Member of the New Mexico Senate from the 5th district
- Incumbent
- Assumed office January 19, 2021
- Preceded by: Richard Martinez

Personal details
- Born: 1976 or 1977 (age 49)
- Party: Democratic
- Education: University of New Mexico (BA) College of Santa Fe (MA)

= Leo Jaramillo =

American politician

Leo V. Jaramillo (born 1976/1977) is an American politician serving as a member of the New Mexico Senate from the 5th district. Elected in 2020, he assumed office on January 19, 2021.

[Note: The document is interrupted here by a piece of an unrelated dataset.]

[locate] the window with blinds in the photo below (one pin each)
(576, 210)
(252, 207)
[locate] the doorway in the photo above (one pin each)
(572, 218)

== Early life and education ==
Raised in Española, New Mexico, Jaramillo graduated from Española Valley High School. He earned a Bachelor of Arts degree in mass communication and journalism from the University of New Mexico, followed by a Master of Arts in education and curriculum design from the College of Santa Fe.

== Career ==
After earning his bachelor's degree, Jaramillo worked as a writer and producer for KRQE. After earning his master's degree, he worked as a middle school teacher in Belen, New Mexico. Since 2003, Jaramillo has worked as a communications specialist, staff assistant, training specialist, recruiter, financial analyst, and chief of staff at the Los Alamos National Laboratory.

Jaramillo was elected to the Rio Arriba County Commission in 2018. He was selected to serve as chair of the commission on January 28, 2020. In June 2020, Jaramillo defeated incumbent Democrat Richard Martinez for district five in the New Mexico Senate. A political progressive, Jaramillo criticized Martinez for his moderate voting record during the primary campaign. Jaramillo has advocated for the legalization of recreational marijuana in New Mexico.

In the November general election, Jaramillo defeated Republican nominee Diamantina Storment. He assumed office on January 19, 2021.

== Personal life ==
Jaramillo is gay. He lives in Española, New Mexico.